Ninja's impact extends beyond his music and transcends into fields such as LGBTQ studies, gender studies, and performance studies. His influential presence is highlighted in works like the book “Black Sexualities” by Juan Battle and Sandra L. Barnes.
In recognition of his enduring influence, Ninja was honored with a Google Doodle on June 9, 2023. The Google Doodle served as a tribute to his artistic contributions and celebrated his enduring impact on the music industry and beyond.
Willi Ninja Age
At the time of his death, he was 45 years old.
Willi Ninja Family
Details about his family are not known.
Willi Ninja Career
Ninja, who was a gay man and widely regarded as the godfather of voguing, emerged as a prominent figure in Harlem's drag ball culture. His unique style of dance and movement drew inspiration from diverse sources such as Fred Astaire and the world of haute couture. Director Jennie Livingston discovered Ninja and prominently featured him in Paris Is Burning, which propelled his career forward. Following the film's success, he performed with various dance troupes and took on choreography assignments.
In 1989, Willi Ninja gained further exposure when he starred in the music video for Malcolm McLaren's song “Deep in Vogue,” which sampled footage from the unfinished Paris Is Burning. This brought voguing into the mainstream, and it received even more attention a year later when Madonna released her chart-topping song “Vogue.”
Born at Long Island Jewish Medical Center in New Hyde Park, New York, Willi Ninja was a self-taught dancer who mastered the voguing style by his twenties. He had a mixed racial ancestry, claiming Irish, Cherokee, and Asian heritage alongside his Black mother. While Ninja didn't invent voguing, he refined and elevated the dance form with his clean, precise movements, reaching an exceptional level. His influences included Kemetic hieroglyphics, young Michael Jackson, Fred Astaire, Olympic gymnasts, and Asian culture.
As the Mother of the House of Ninja, Ninja participated in Harlem's drag balls alongside the “children” from his house. The House of Ninja served as both an extended social family and a dance troupe. Ninja mentored his children, teaching them late into the night on the old Christopher Street pier and at underground clubs.
Ninja's career encompassed various music videos, including appearances in Malcolm McLaren's “Deep in Vogue” and “I Can't Get No Sleep” by Masters At Work featuring India. In 1994, he released his single “Hot” on Nervous Records, produced by Masters At Work.
Ninja's later endeavors involved runway modeling for Jean-Paul Gaultier, performing with dance companies under Karole Armitage, and providing instruction to Paris Hilton on refining her walk. He even opened a modeling agency called Elements of Ninja in 2004. Ninja also made notable appearances in the documentaries Paris is Burning (1990) and How Do I Look (2006).

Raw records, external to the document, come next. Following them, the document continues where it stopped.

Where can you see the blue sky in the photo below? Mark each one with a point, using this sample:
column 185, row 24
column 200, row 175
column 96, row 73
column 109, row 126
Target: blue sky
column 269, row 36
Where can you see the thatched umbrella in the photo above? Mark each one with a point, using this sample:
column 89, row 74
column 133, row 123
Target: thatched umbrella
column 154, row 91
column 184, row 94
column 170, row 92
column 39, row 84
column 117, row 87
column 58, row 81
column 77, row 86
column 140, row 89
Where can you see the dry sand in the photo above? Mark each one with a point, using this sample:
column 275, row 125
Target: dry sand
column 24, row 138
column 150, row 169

Ninja showcased his dance skills in two music videos from Janet Jackson's album Rhythm Nation 1814, including “Alright,” which featured a remix with late rap star Heavy D, as well as cameo appearances by Cab Calloway, Cyd Charisse, and The Nicholas Brothers. He was also featured in “Escapade.”

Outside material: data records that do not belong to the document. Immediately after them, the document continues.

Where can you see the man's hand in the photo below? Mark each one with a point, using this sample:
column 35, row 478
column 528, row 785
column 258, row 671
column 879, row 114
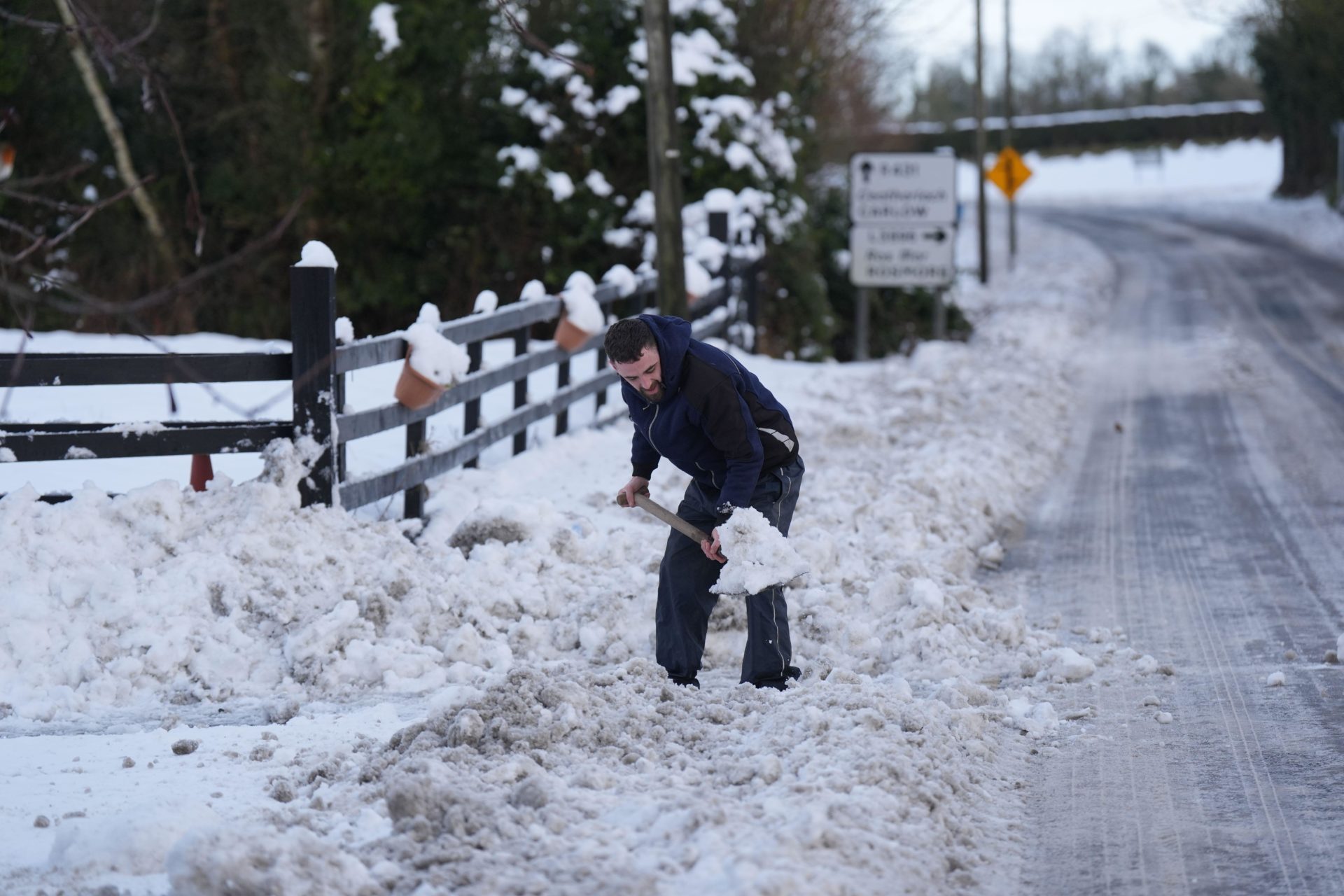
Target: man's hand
column 713, row 548
column 638, row 485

In addition to his artistic pursuits, Ninja dedicated himself to caring for his mother, Esther Leake, who had Parkinson's disease and used a wheelchair. Their trips to the ballet and the Apollo Theater served as inspiration for Ninja's later dance endeavors.

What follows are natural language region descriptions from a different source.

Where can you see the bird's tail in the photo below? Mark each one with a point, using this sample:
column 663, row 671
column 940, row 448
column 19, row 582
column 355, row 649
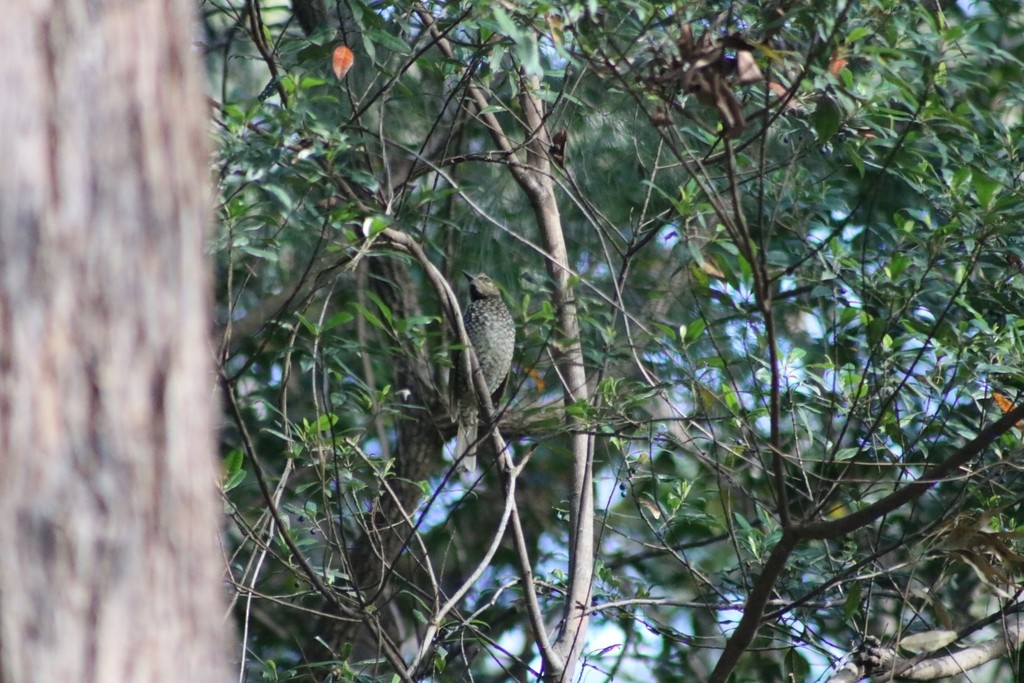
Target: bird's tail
column 465, row 442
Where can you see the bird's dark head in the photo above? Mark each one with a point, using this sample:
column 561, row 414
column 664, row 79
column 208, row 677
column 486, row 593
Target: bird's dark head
column 481, row 287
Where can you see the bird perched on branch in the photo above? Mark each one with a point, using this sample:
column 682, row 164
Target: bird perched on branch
column 492, row 334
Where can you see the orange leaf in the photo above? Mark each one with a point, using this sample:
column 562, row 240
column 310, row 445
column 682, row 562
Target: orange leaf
column 1006, row 406
column 838, row 63
column 342, row 60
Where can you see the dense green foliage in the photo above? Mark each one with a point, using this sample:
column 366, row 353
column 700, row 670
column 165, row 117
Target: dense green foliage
column 798, row 294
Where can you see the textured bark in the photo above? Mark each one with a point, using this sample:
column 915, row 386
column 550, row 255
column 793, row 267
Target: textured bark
column 109, row 516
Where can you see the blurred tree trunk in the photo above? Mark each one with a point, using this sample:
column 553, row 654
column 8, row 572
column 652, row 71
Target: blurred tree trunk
column 109, row 516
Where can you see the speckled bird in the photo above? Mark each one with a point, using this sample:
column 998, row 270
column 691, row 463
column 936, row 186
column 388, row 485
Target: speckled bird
column 492, row 333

In 1982, Willi Ninja founded the House of Ninja alongside Sandy Apollonia Ninja. Despite not fulfilling the usual requirements of winning grand prizes or being part of a house previously, they established their own house. The name “Ninja” stemmed from the house's Asian and martial arts influences, and their sudden appearance in the ballroom scene added to the mystique.
The House of Ninja became known for its multiracial composition, which was unusual at the time, as most houses were predominantly African-American, except for the Latino House of Xtravaganza. Although the house temporarily closed in 1989, it reopened in 1991 and again in 2003. Today, the House of Ninja boasts over 220 members worldwide, with Archie Burnett Ninja being the oldest living Ninja.
Ninja's talent extended to film and television, with appearances in several productions. He appeared as a guest on The Joan Rivers Show in August 1991, alongside fellow Paris Is Burning cast members Dorian Corey and Pepper LaBeija, as well as director Jennie Livingston.
During the episode, they discussed the documentary and encouraged audience members to participate in a “walk” as if they were at a Drag Ball. Additionally, Ninja starred as a dancer in the 9-minute short film Anthem, directed by Marlon Riggs, also released in the same year.
Willi Ninja Net Worth
At the time of his death, he has an estimated net worth not less than $3 million.